Australian Commission for Law Enforcement Integrity

Statutory agency overview
- Formed: 30 December 2006
- Dissolved: 1 July 2023
- Superseding statutory agency: National Anti-Corruption Commission;
- Jurisdiction: Commonwealth of Australia
- Headquarters: Canberra, Australian Capital Territory
- Employees: 53 (2018)
- Website: www.aclei.gov.au

= Australian Commission for Law Enforcement Integrity =

The Australian Commission for Law Enforcement Integrity (ACLEI) was an Australian government statutory agency, created under the Law Enforcement Integrity Commissioner Act 2006. Its role was to support the Law Enforcement Integrity Commissioner, detecting and preventing corruption in the Australian Criminal Intelligence Commission, the Department of Home Affairs (Australia) including the Australian Border Force (ABF), the Australian Federal Police, Australian Transaction Reports and Analysis Centre (AUSTRAC) and aspects of the Department of Agriculture and Water Resources.

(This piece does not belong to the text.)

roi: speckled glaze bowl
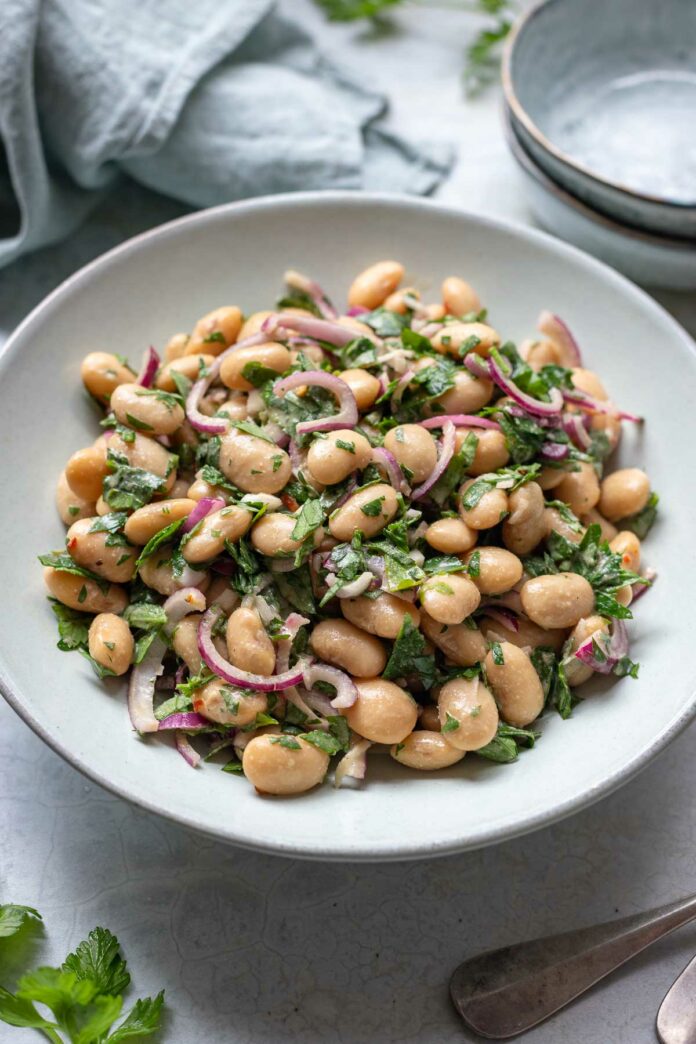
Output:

It was replaced by the National Anti-Corruption Commission on 1 July 2023.

The last minister responsible for the agency was Mark Dreyfus, Attorney-General. ACLEI was headed by an Integrity Commissioner.

==Functions==
Priority was given to investigations of serious and systemic corruption. ACLEI supported the Integrity Commissioner by collecting intelligence regarding corruption. The Integrity Commissioner was required to make recommendation to the federal government regarding improvements to legislation that will prevent corrupt practices or their early detection. Its role was far more limited than proposals for a National Anti-Corruption Commission, which was eventually established and replaced the ACLEI in July 2023.